Last month, Maryland became the sixth state in the last six years and the 18th overall to abolish the death penalty. Will Nebraska follow as number 19?
The opportunity exists, with a bill on General File. Moreover, the possibility appears to be more realistic than perhaps at any time during the last three decades. The policy flaws involving cost, ineffectiveness, risk of error, and disparate application have never been more apparent. Morally, revenge is still an inappropriate policy justification.
The scenario could be played out at the State Capitol during the next few weeks.
Might the ending be a showdown between longtime senator Ernie Chambers and Governor Heineman on a veto override? That’s one of the scripts. Another is that the bill moves a step or two in the process and then carriers over to 2014. There are more.
Legislative Bill 543 proposes to repeal the death-penalty and replace it as punishment for aggravated first-degree murder with imprisonment for life without parole, subject only to the authority in the Nebraska Constitution for the State Board of Pardons—Attorney General, Secretary of State and Governor—to commute any life sentence to a term of years, from which parole might only then become a possibility.

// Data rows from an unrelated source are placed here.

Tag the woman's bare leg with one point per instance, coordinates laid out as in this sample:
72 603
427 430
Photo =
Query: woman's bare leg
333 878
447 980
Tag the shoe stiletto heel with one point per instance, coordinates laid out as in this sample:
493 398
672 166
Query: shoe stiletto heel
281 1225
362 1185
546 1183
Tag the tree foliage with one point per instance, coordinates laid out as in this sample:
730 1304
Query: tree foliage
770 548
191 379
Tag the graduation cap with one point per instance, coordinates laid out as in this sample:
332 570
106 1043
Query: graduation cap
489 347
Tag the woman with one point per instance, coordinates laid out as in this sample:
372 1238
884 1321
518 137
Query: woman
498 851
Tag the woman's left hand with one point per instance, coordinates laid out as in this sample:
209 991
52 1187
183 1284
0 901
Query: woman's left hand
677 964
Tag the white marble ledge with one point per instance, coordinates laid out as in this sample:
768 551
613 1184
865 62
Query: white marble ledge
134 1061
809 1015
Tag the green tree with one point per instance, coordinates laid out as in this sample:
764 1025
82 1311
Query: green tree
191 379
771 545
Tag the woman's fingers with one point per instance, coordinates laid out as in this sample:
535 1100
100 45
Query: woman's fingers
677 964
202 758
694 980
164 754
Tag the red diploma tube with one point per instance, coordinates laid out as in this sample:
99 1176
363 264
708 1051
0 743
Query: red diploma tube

LB 543 is a priority bill for the 35 working days left in the current session of the Unicameral, having been designated as such by Sen. Chambers. It awaits a first round of floor debate, having been advanced to the full Legislature by the Judiciary Committee on a 7-0 vote, with one abstention: Sen. Mark Christensen of Imperial. Those who voted to advance were Senators Brad Ashford and Steve Lathrop from Omaha, Colby Coash and Amanda McGill from Lincoln, Les Seiler from Hastings and Al Davis from Hyannis.

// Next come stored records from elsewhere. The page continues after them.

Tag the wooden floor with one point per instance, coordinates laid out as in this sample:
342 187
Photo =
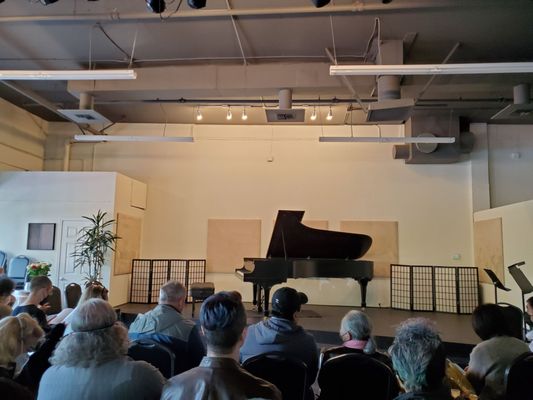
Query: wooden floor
452 327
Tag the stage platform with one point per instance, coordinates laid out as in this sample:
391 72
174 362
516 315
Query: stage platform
324 321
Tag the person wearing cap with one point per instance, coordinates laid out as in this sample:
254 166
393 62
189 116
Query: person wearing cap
281 333
91 362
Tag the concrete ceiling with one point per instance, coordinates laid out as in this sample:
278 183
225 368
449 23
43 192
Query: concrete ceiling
239 53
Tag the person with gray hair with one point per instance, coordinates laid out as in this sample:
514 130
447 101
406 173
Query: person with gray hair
419 360
356 335
166 325
91 362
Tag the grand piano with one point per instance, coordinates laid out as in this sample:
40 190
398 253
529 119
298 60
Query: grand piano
298 251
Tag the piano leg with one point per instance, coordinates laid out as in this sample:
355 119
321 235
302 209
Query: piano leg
363 283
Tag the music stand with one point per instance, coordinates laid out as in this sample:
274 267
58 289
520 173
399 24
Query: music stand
497 284
522 282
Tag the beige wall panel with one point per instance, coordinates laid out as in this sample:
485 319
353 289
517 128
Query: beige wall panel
384 249
488 248
229 241
129 245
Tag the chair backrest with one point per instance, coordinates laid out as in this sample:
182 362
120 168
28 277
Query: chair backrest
514 318
154 353
17 270
289 374
54 300
517 375
356 375
72 294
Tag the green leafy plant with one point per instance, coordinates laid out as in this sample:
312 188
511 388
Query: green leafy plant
92 245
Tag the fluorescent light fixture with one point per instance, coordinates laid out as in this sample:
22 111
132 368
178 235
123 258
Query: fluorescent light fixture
385 139
433 69
114 138
67 75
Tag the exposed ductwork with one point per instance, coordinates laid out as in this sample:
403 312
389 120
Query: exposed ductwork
285 113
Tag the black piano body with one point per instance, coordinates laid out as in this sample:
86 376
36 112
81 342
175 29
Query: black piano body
298 251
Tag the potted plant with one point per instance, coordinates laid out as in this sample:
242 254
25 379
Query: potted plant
92 245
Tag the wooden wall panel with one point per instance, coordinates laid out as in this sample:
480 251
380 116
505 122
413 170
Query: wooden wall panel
229 241
384 250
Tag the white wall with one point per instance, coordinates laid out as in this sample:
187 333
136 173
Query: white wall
226 173
22 139
517 227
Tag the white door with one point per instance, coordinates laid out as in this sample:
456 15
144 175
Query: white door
70 231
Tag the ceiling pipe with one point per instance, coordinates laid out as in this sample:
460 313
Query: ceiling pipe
358 8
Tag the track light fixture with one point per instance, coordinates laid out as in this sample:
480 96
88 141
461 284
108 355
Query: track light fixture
320 3
156 6
313 115
196 3
329 117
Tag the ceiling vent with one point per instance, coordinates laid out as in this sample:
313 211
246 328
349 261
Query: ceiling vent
521 107
85 114
285 113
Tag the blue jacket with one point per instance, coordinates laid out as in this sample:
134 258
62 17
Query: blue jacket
279 334
167 326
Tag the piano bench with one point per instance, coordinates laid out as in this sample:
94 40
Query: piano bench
200 291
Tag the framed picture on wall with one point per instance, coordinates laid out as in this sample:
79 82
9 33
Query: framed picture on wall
41 236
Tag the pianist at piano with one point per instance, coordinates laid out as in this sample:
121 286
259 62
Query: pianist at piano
298 251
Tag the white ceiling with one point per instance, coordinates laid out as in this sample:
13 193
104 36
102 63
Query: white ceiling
195 55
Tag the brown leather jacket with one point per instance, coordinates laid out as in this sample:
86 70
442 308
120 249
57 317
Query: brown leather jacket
218 379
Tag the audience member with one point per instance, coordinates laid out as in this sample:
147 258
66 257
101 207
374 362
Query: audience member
490 358
281 332
219 375
356 335
7 286
17 335
419 360
166 325
91 362
94 290
40 289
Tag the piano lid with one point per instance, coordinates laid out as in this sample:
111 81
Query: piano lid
292 239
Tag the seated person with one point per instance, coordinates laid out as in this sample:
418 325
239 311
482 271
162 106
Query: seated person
40 289
17 336
419 360
166 325
356 335
219 375
281 332
91 362
490 358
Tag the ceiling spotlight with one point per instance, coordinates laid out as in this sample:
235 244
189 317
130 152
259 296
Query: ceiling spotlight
320 3
329 117
196 3
156 6
313 115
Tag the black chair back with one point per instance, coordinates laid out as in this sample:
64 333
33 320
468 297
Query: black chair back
514 317
356 375
54 300
517 375
154 353
289 374
17 270
72 294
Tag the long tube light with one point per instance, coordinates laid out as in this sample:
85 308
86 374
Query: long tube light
433 69
113 138
67 75
385 139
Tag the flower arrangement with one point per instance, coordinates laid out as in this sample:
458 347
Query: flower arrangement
38 269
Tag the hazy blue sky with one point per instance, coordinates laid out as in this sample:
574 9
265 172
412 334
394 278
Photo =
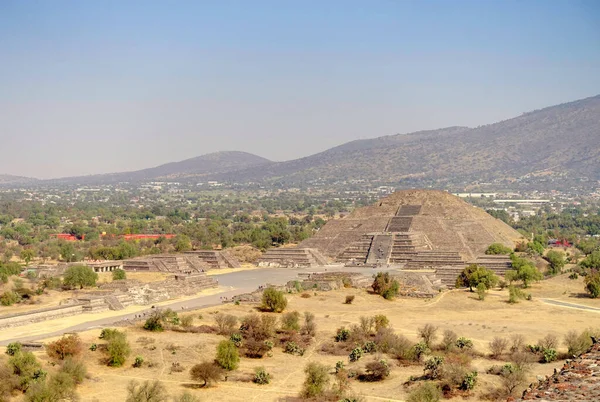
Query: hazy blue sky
103 86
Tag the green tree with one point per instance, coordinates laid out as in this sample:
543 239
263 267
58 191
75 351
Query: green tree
474 274
592 283
119 274
556 260
227 355
523 270
274 300
80 276
385 285
117 348
183 243
27 255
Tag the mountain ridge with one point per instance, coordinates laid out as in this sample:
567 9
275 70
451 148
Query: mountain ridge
559 139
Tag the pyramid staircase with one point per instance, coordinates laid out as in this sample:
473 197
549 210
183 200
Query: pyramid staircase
292 257
432 259
406 246
357 251
169 263
211 259
380 249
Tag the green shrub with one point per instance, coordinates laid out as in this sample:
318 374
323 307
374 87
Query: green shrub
355 354
309 327
592 283
428 333
273 300
293 348
67 346
317 378
148 391
419 349
290 321
261 376
206 372
549 355
13 348
426 392
498 249
342 335
117 348
227 355
386 286
469 381
464 343
376 370
475 274
369 347
226 323
26 367
481 291
119 274
9 298
433 367
236 338
74 369
138 362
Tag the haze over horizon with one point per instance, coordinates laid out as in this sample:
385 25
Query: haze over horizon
114 86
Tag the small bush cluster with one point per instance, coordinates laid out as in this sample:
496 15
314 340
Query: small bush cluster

In 1979, Sen. Chambers steered a death-penalty repeal bill through three rounds of floor debate and on to final passage by a one-vote margin. Then-Governor Charles Thone vetoed the bill and there was no override.
In 2013, LB 543 represents probably the most legitimate possibility for abolishing the death penalty since that vetoed effort of 33 years ago. Controversy and concern over authority for the state to kill as punishment have continued to build. The authority has hung on despite the weight of flaws and inadequacies, as well as moral challenges.
Even though the death penalty has been rendered as the sentence more than 30 times in Nebraska since the U.S. Supreme Court reinstated it in 1976 as a permissible, restricted-use punishment, only three executions have been carried out, the last in 1997. Since that last execution, the Nebraska Supreme Court has struck down electrocution as the sole method, the Legislature has replaced electrocution with lethal injection and the state has been embroiled in an embarrassing, national and international mess stemming from questionable efforts to acquire a drug required by the execution protocols.
Meanwhile, during all this time, costs of having the death penalty have continued to mount; that is, taxpayer-funded expenditures that, without a death penalty, could have been used for solving cold cases or improving reparations for victims of violent crimes or making other improvements in the criminal justice system.
There also has been growing evidence of the painful human and emotional costs for families of victims caused by delays and public attention rekindled over and over.
On a different plane, there are costs of compensation for those eventually determined to be innocent of the murders for which they were convicted. Their stories (e.g., the "Beatrice six," Darrel Parker) underscore the sobering possibility that an innocent person could be executed.
Some of the flaws and concerns might be thought to be offset by the notion that just having the death penalty serves as a deterrent, but that notion continues to unravel under the weight of evidence to the contrary.
The Nebraska Catholic Conference, representing the mutual interests and concerns of the three Diocesan Bishops, supports LB 543 and hopes it becomes law, not only for reasons of the death penalty’s policy problems, but also for reasons of morality, stemming from Catholic Social teaching. Testimony on behalf of the NCC was presented to the Judiciary Committee at the public hearing on LB 543. That testimony is available on the NCC website: www.nebcathcon.org.
On to another result in the Legislature: A salute please, for the six members of the Legislature’s Health and Human Services Committee—there was one abstention—who voted to indefinitely postpone LB 518. The bill proposed to repeal last year’s LB 599, a veto survivor, which reinstated medical-assistance coverage for prenatal care for the unborn children of impoverished, but otherwise ineligible, pregnant women, using the unborn child option of the federal Children’s Health Insurance Program. Voting for the IPP motion were Senators Kathy Campbell, Bob Krist, Mike Gloor, Tanya Cook, Sue Crawford and Sara Howard.
And finally…. Kudos to Nebraska’s First District U.S. Representative, Jeff Fortenberry on being selected by the House Speaker to be a member of Congress’s delegation for the installation of Pope Francis. A well-deserved honor.